The U.S. Environmental Protection Agency announced Wednesday it is moving ahead to impose tougher rules for discharging pollutants into the state’s waterway.
A proposed rule will be published this month. Then there will be 60 days of public comment and months in which officials review and respond to those comment before any changes would take effect.
But EPA officials know the state has spent several years working on drafting its own clean water rules without success. So if state officials launch another effort soon, the EPA is prepared to take a timeout in its work.
“We have made clear our preference was and continues to be for the state of Washington to develop its own standards,” said Dan Opalski, director of the EPA’s regional office of water and watersheds. “If they come forward with a new proposal we would pause our process.”

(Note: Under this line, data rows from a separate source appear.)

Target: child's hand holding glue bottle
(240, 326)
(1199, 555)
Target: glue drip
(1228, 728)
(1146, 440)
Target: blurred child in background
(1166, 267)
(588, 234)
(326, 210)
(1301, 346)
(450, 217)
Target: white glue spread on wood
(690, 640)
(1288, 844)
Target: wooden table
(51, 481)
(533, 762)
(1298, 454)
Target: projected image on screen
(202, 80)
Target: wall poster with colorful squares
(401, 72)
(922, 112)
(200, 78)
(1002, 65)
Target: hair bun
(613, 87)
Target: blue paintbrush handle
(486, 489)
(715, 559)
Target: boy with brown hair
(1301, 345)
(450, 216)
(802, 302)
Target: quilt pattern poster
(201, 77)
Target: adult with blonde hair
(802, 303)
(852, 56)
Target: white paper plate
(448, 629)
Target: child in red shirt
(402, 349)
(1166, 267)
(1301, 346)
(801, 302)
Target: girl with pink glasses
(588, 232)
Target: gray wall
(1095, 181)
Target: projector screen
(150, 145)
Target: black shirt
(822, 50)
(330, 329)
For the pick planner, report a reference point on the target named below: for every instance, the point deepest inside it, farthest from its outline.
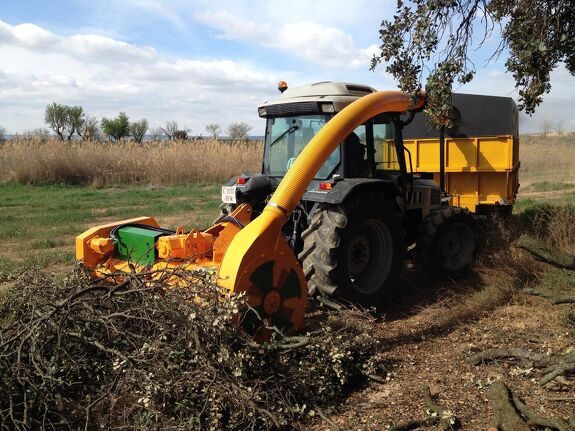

Gov. Jay Inslee opened the door for federal intervention in July when he scrapped a major rewrite of the state’s clean water rules drafted by the Department of Ecology. He directed the agency to reassess its approach.
Wednesday’s announcement didn’t surprise officials in the governor’s office and at ecology where conversations continue on their next step.
“EPA is following through on what it said it would do,” said Sandi Peck, a spokeswoman for the ecology department. “We will begin reviewing EPA’s full draft rule right away, and it will help inform our decision on how we move forward.”
It may not be too hard a decision as the feds appear to be pushing for more stringent rules than what the state nearly adopted.
Federal law requires rivers and other major bodies of water must be clean enough so people can safely eat fish from those waters. Since 1992, the state has assumed that people consume about 6.5 grams of fish a day, which is about a quarter of an ounce.
The EPA will propose to hike the fish consumption rate to 175 grams a day. The higher the number means fewer toxic chemicals would be permitted for discharge into state waters. And the agency will leave intact Washington’s cancer-risk rate.
Inslee’s proposal had the same 175 grams a day fish consumption rate but sought to apply different cancer-risk rates to different chemicals. He said his plan would not negatively impact any existing business in the state – a claim that EPA officials are not making about the proposed federal rule.